ACNUR relata aumento do número de refugiados do Sudão do Sul após novos conflitos que resultaram em mais de 300 mortes. Armazém da ONU foi saqueado no dia 14 de julho e um trabalhador humanitário foi morto no último mês.

Refugiado sul-sudanês carrega seus pertences para um caminhão do ACNUR na fronteira do Sudão do Sul com Uganda. Foto: ACNUR/Will Swanson

Refugiado sul-sudanês carrega seus pertences para um caminhão do ACNUR na fronteira do Sudão do Sul com Uganda. Foto: ACNUR/Will Swanson

Segundo a Agência da ONU para Refugiados (ACNUR), mais de 5 mil pessoas chegaram a Uganda desde que a violência recomeçou no Sudão do Sul, no dia 7 de julho. Foram cerca de 2.950 pessoas que cruzaram a fronteira no último final de semana, sendo a maioria mulheres e pessoas menores de 18 anos.

A agência da ONU espera que este número aumente após a liberação de inspeções nas estradas entre a capital sul-sudanesa, Juba, e Uganda.

“As pessoas chegam a Uganda cansadas e famintas. Muitas delas andaram por dias carregando seus pertences. Outras estão sofrendo de subnutrição após dias de caminhada sem comida”, disse o porta-voz do ACNUR, Leo Dobbs.

De acordo com relatos, a violência em Juba resultou em pelo menos 300 mortes, além de causar a fuga de mais de 10 mil pessoas e a evacuação de pessoal por diversos países.

No dia 14 de julho, um armazém administrado pelo Programa Mundial de Alimentos da ONU (PMA), contendo suprimento mensal para 220 mil pessoas, foi saqueado e destruído. Dobbs condenou os ataques violentos contra trabalhadores humanitários, que deixaram uma pessoa morta.

A Missão da ONU no país (UNMISS) relatou que a situação continua tensa, e pediu às partes que mantenham suas responsabilidades em proteger os civis – inclusive os trabalhadores da ONU.

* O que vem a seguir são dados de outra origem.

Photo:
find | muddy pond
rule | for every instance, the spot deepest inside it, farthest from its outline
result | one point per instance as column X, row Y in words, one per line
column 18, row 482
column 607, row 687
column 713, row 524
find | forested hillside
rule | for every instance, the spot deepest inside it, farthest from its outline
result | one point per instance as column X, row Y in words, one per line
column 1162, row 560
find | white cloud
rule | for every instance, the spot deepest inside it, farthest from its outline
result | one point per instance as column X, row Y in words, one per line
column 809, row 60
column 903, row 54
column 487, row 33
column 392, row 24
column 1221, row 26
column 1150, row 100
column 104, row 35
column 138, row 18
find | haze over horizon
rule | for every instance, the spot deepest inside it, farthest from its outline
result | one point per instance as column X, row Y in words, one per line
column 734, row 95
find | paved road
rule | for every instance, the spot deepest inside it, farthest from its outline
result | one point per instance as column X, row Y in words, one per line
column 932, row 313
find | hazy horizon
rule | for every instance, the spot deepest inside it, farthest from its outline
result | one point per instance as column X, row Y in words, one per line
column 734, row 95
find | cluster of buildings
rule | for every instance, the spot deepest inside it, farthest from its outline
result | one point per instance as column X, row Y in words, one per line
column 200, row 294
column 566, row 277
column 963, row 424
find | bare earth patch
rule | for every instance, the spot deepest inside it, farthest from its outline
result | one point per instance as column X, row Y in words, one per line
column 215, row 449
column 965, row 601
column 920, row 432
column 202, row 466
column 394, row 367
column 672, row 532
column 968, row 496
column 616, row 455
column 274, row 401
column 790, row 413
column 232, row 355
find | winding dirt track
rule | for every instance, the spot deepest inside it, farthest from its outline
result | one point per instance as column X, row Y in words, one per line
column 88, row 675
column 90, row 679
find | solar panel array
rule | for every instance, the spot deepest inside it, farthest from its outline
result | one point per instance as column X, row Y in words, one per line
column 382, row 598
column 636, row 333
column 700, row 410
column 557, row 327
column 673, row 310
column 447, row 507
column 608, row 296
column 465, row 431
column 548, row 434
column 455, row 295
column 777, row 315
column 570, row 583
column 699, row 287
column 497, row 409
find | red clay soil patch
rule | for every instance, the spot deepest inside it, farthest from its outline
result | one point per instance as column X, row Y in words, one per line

A UNMISS recebeu relatos de violência sexual contra civis, nas proximidades da Casa da ONU na capital, praticada por soldados uniformizados. A Missão também solicitou a libertação imediata do jornalista Alfred Taban e proteção à liberdade de expressão.

O Sudão do Sul – que neste mês marcou o seu quinto aniversário desde que se tornou independente do Sudão – passou grande parte de sua curta vida em guerra interna, dividido por uma disputa política entre o presidente Salva Kiir e seu então ex-vice-presidente Riek Machar.

Cerca de 2,4 milhões de pessoas fugiram de suas casas com medo, antes de um acordo de paz em agosto de 2015, que terminou com as grandes ofensivas que eclodiram no final de 2013.

Apesar do acordo de paz, conflitos e instabilidade se espalharam para áreas anteriormente não afetadas. No mês passado, confrontos em Wau resultaram na morte de mais de 40 pessoas, enquanto que outras 35 mil fugiram de suas casas.